Es gibt noch viele andere Wildarten, die aus Samen zu ziehen sind, z.B.:

                       

  • Hibiscus trionum (einmal im Garten, sät er sich von alleine wieder aus, der Samen übersteht auch Kahlfröste)               

  • Hibiscus burtt-davyi (baumartig wachsend mit rosa Blütenbüscheln, wunderschön)                  

  • Hibiscus diversifolius (strauchig wachsend mit hellgelber Blüte, rotem Mittelpunkt, braucht Platz)             

  • Hibiscus ludwigii (herrliche große gelbe Blüten mit dunkler Mitte)               

  • Hibiscus pedunculatus (blüht im gleichen Jahr der Aussaat leuchtend pink-rosa, etwas Besonderes!)                 

  • Hibiscus präteritus (strauchig wachsend mit kleinen roten Blüten)              

  • Hibiscus sabdariffa (die Samenkapseln werden für Marmelade benutzt, schmecken ähnlich wie Preiselbeeren)

  • Hibiscus tiliaceus (lindenblättriger Hibiskus) kann leicht aus Samen angezogen werden, wird zu einem  stattlichen Baum und kann nur im beheizten Gewächshaus zur Blüte gebracht werden.

 Hibiskusarten die mit dem Hibiscus xrosa-sinensis verwandt sind

Hibiscus arnottianus ist eine der Urmütter des modernen Hibiskus x rosa-sinensis.

Er wächst in seinem Ursprungsland Hawaii zu Bäumen heran, blüht weiß, duftet und hat einigen der neueren Kreuzungen den Duft mitgegeben.

Hibiscus asplenum  wächst sparrig, die Blätter sind tief eingeschnitten, die Windmühlenblüte zeigt ein wunderschönes hellrot, oftmals durchzogen von hellen Längsadern.

Hibiscus baptistii wächst sehr zierlich mit schlanken Zweigen und besticht durch die „unordentliche“ rot-weiße kleine Blüte.

Hibiscus cooperii gibt es rot- und hellrot blühend.
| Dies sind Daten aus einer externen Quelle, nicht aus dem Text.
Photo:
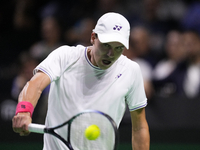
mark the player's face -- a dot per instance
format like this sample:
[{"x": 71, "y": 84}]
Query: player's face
[{"x": 103, "y": 55}]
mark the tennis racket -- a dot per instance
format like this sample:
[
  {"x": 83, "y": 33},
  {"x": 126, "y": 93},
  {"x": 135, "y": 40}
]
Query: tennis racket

Die Blüten sind relativ klein, die Blütenblätter leicht geschlitzt. Er besticht durch das wunderschöne Laub, bei der Sorte "Snow Queen" ist es  grün mit weiß. Die Sorten "Rose Flake" und „Red Hot“ haben rötliche Stängel,  Blattansätze sowie  Blattumrandungen, manchmal sind auch die Blätter selbst weinrot panaschiert.
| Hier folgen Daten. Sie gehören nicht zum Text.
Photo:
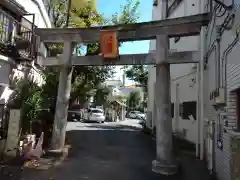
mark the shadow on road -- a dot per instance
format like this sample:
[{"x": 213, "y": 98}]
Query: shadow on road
[{"x": 118, "y": 152}]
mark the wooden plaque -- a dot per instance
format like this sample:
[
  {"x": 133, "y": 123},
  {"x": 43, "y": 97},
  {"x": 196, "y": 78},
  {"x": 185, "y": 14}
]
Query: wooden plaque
[{"x": 109, "y": 44}]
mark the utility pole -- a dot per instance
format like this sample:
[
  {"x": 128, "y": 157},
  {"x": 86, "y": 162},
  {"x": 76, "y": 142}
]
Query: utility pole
[
  {"x": 165, "y": 162},
  {"x": 64, "y": 90}
]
Hibiscus El Capitolio, es gibt eine rot blühende Sorte, eine orange blühende sowie einen cremefarbenen Sport. Das besondere der Blüte entsteht durch  einen extra Blütenblattkranz am Ende der Staubblattröhre, sodass eine Etagenblüte entsteht.

Besonders der rot blühende El Capitolio ist starkwüchsig und wird daher gerne als Unterlagenpflanze für die Veredelung von modernen Sorten genommen..

Hibiscus schizopetalus ist sehr wuchsstark.  Die Blüte ist im Gegensatz zu den übrigen Hibiskuspflanzen hängend und sehr zierlich. Die Staubblattröhre ragt lang aus der Blüte hervor, die Blütenblätter biegen sich wie eine Krone in die Höhe und sind tief geschlitzt.

Um in unserem Klima gut zu blühen braucht der Hibiscus schizopetalus extrem viel Wärme/Sonne und sehr viel Dünger.

Hibiscus storckii stammt aus Neuseeland und hat eine zauberhafte kleine rosa-weiße Windmühlenblüte. 

 

Hibiscus xrosa-sinensis

Hibiscus rosa-sinensis, auch Chinarose oder Königin der tropischen Blumen genannt, ist der Hibiskus, den man überall kaufen kann. Meist wird er nur in rot, rosa, weiß, gelb oder orange mit oder ohne rotem Auge, einfarbig oder gefüllt angeboten. Dabei gibt es so viele unendlich herrliche Hybriden (Kreuzungen). Die Züchter in den USA (Texas, Florida, Kalifornien, Hawaii), Tahiti, Brasilien, Taiwan, Australien und in den Niederlanden haben wahre Wunderdinge in Blütengröße, Formenvielfalt und Farbvariation vollbracht.

Auch in Deutschland gibt es inzwischen einige Hobbyzüchter deren Neuzüchtungen  sich im internationalen Wettbewerb durchaus schon sehen lassen können.